Festival & Concert season is in full swing and a few of us are on the blag again. The feeble excuse to ourselves that don’t earn enough is holding fast. A few phonecalls have gone to that Glastonbury gully sucker we once snogged. Time is getting on and you are getting desperate, crawling the walls for a sniff of entry. It used to be easy? Is it me or are guest lists harder these days? Where did all go wrong?

 

Over the years an unspoken etiquette of requesting guestlist has emerged. It is likely you have fallen foul to it. Serial offenders probably have lost friends, collegues and lovers over these rules and wondered why.

 

Music Towers is here to help - so stop the second guessing. If you have ever asked for guestlist or plan on doing just adhere to these simple guidelines and you should be ok.

 

The Do's & Don'ts of Guestlist requests

 

  1. Don’t ask on the day – Don’t ask 6 months ahead – about 2 weeks before a regular gig or one month before a festival is a respectable time.
  2. Do tidy your desk. talk to your receptionist.

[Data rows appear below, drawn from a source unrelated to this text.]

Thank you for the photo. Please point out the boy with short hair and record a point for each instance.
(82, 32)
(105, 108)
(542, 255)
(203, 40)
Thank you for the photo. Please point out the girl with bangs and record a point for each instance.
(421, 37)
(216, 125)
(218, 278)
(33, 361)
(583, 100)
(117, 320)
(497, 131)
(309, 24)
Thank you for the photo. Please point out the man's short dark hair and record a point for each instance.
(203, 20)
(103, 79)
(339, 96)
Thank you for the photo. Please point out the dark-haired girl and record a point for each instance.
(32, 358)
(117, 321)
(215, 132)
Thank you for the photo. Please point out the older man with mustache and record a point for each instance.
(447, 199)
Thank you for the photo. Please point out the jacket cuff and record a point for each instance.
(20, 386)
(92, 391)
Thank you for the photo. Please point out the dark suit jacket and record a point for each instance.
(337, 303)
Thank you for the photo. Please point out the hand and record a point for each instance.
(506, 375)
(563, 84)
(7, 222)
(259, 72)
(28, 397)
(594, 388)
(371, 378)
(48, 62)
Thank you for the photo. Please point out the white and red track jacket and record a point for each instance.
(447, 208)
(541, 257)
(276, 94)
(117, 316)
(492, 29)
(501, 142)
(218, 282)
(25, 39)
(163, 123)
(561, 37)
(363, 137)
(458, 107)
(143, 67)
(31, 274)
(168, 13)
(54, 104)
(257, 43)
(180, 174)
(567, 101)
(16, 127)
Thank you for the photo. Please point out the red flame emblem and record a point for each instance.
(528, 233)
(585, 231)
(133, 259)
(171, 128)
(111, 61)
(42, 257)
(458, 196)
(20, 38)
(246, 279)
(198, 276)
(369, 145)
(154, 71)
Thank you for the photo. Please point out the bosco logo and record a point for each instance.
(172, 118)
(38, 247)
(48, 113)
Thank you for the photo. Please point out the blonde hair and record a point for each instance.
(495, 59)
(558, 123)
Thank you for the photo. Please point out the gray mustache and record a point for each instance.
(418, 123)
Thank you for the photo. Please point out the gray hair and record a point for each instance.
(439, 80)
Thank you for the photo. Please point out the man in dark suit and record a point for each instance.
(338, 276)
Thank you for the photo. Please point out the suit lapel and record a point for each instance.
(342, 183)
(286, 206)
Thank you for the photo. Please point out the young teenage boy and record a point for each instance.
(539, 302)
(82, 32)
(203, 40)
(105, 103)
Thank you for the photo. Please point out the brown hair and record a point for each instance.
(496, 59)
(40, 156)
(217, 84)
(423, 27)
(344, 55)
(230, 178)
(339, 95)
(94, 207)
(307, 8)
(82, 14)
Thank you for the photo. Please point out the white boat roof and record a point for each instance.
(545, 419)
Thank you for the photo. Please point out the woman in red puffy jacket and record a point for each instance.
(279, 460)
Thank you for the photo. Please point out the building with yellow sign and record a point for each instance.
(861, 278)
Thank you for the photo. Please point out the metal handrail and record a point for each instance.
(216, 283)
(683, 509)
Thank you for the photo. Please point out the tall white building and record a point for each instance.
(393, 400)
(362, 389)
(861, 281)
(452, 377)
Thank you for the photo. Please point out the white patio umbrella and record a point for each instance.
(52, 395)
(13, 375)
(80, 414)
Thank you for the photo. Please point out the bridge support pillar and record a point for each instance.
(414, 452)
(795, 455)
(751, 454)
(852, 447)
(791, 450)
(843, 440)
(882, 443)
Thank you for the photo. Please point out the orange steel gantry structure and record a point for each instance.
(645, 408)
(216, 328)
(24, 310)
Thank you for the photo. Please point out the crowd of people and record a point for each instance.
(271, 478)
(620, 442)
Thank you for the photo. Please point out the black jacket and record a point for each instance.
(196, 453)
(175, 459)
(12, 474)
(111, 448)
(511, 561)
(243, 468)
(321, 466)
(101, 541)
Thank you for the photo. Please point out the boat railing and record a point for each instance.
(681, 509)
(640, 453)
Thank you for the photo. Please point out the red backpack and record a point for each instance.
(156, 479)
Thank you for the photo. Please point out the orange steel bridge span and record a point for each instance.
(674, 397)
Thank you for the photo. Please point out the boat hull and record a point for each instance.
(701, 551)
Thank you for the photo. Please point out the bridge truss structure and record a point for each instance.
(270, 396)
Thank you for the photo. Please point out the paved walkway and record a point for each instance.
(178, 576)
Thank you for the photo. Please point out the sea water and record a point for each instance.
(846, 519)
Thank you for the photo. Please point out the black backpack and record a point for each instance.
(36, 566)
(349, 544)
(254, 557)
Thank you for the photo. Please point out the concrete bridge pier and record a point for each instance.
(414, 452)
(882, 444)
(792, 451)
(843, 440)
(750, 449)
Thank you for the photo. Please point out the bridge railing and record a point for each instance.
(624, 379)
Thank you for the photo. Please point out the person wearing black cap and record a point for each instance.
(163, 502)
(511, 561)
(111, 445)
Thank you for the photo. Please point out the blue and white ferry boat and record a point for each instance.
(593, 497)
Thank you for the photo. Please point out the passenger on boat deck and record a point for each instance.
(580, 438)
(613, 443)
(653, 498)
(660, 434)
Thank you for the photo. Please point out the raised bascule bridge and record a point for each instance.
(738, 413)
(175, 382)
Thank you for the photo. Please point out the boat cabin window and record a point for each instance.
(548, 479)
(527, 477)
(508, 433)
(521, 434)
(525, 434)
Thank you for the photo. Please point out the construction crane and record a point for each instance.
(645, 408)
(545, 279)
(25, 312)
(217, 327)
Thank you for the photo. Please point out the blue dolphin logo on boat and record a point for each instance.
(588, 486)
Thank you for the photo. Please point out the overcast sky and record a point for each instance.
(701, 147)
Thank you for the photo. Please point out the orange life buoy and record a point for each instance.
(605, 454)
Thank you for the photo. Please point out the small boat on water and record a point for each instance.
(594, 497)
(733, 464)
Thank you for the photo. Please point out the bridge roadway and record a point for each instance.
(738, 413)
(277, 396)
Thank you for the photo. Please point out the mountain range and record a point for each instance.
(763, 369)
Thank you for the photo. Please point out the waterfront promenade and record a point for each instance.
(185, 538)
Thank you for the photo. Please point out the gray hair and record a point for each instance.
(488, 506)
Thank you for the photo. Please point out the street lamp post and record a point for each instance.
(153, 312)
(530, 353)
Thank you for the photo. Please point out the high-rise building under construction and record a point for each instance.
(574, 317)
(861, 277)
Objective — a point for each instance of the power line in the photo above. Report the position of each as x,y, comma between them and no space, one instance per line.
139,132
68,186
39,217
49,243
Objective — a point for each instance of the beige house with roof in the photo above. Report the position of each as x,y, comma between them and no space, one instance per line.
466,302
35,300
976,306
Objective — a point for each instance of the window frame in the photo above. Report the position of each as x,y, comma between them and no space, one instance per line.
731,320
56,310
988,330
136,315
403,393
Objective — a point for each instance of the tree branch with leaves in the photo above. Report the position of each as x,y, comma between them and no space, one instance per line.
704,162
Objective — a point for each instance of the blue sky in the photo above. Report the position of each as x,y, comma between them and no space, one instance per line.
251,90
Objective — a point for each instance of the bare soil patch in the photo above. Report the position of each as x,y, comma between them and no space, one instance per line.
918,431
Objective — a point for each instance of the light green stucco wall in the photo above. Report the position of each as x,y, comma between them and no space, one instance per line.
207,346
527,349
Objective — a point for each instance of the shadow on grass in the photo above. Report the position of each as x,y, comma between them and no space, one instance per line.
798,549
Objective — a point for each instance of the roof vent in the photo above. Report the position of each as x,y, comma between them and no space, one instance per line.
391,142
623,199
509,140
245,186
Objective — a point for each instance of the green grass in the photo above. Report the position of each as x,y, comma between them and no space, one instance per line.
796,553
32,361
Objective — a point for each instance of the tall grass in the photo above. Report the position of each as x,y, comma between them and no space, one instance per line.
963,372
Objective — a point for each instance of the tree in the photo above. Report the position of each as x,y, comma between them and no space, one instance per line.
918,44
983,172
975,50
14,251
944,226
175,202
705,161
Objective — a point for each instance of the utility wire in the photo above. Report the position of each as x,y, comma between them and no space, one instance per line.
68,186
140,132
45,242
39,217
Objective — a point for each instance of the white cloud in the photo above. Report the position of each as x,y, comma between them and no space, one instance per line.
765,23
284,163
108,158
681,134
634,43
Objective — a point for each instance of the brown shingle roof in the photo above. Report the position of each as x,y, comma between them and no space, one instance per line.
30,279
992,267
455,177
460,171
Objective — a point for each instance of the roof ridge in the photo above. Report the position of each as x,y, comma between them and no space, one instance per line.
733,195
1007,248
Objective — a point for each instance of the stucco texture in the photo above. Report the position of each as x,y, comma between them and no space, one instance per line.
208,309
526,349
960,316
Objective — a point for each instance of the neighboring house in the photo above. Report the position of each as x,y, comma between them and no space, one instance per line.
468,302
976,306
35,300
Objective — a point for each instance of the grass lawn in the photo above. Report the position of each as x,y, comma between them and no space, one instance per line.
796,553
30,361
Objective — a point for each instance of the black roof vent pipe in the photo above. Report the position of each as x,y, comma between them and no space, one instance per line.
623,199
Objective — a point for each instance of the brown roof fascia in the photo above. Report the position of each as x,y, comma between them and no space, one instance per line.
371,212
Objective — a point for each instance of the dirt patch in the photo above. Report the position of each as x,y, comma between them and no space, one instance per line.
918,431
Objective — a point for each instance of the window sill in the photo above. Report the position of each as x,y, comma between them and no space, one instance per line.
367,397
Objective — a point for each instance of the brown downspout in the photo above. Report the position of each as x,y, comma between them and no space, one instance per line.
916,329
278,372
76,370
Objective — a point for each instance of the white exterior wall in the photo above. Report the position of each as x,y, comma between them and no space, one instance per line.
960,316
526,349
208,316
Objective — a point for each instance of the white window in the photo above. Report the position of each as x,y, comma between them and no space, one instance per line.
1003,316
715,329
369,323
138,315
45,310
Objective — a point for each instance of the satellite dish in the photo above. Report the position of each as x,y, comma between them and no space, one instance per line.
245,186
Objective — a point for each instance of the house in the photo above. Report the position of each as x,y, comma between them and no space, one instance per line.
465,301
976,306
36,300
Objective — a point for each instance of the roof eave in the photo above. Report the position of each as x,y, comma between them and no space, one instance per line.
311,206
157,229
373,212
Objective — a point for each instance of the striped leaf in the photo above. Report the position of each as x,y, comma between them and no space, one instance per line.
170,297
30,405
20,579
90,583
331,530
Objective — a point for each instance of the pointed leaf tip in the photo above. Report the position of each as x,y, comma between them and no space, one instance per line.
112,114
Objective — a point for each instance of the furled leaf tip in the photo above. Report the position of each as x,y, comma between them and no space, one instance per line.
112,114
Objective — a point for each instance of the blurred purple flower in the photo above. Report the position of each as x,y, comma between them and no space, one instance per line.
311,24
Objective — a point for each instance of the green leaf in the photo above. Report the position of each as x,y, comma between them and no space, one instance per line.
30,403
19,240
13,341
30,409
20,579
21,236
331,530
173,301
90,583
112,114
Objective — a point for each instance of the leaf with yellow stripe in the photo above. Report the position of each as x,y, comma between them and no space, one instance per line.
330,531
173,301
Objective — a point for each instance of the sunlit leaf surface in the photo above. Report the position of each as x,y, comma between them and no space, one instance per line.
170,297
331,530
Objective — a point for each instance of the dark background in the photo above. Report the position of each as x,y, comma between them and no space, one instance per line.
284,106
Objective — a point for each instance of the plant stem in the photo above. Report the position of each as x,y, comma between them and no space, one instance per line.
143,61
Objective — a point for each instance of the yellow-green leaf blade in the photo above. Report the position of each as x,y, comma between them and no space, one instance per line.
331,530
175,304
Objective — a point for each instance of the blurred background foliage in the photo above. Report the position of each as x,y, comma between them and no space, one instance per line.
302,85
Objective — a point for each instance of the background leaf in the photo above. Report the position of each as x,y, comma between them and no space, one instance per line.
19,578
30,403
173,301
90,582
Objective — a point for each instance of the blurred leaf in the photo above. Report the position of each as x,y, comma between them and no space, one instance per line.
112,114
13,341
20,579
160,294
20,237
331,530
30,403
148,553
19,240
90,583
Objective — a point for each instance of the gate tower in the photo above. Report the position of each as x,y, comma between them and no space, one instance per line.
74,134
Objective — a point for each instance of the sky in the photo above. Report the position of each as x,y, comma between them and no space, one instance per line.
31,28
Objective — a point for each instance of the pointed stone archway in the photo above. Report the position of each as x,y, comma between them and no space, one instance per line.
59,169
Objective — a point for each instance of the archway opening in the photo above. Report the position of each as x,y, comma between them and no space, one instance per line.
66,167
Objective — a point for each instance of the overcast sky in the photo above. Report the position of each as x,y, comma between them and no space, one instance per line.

But don't say "the tickets never arrived" if someone in your office has signed for them.
  3. Don't say "how many am I entitled to?" as the honest answer is "none"
  4. Do go! If you can’t, try to warn them before – this person might have gone out of your way or got someone else shoved off the list if you don’t - expect some blue air to be said about you - probably not to your face.
  5. Don’t assume or ask every week. A couple of times a year is just about acceptable.
  6. Do only ever say ‘just me’ or ‘me + 1’.  Maybe if it is a birthday/wedding/leaving do/funeral only attempt to push the number.
  7. Don’t under any circumstances ever ever ever say ‘As many as possible’. You will be labelled a barbarian.
  8. Do - Offer to Pay, insist if the entry if it is under a fiver.
  9. Don’t expect to be given an AAA or an aftershow pass or table or VIP area pass. A guestlist is free entry to the show, any upgrades from there are only a bonus and usually reserved for people who have worked on the show in some capacity (and that includes gay favours).
  10. Don’t ever give or lend your pass to someone else. This is a cardinal sin and the pain of Torqemada’s dungeon of fun is the punishment for such a breach. This is likely to get you and or your mate marched off site. UNLESS: It is the NME awards then you must use your pass to bring any and all troublesome characters as possible into the otherwise soulless event.
  11. Do try and return the favour. This person saved you money and possibly sorted entry into a money couldn’t buy show. If the only time they ever speak to you it is because you want something you are very likely to find a lot of guestlists ‘are closed’. Maybe take them out for dinner to say thankyou. Or give them some sports/theatre/cinema tickets. Fuck it buy them a Woolworths voucher you cheapskate.
  12. Do Say ‘Thank you’ afterwards – a txt or email to say thanks will insure your future lists requests are known to be appreciated.
  13. Don’t ever Sell your pass – if the last Don't was a cardinal sin this one is a breaking of the space time continuum. And yes the entire music industry might be based on cocaine, VAT fraud and brown paper bags but selling your guestlist or pass will get you banished and you be calling those musty yellow bucktoothed touts friends.
  14. Do you realise ‘Do you know who I am’ is ‘Do you know who I think I am?’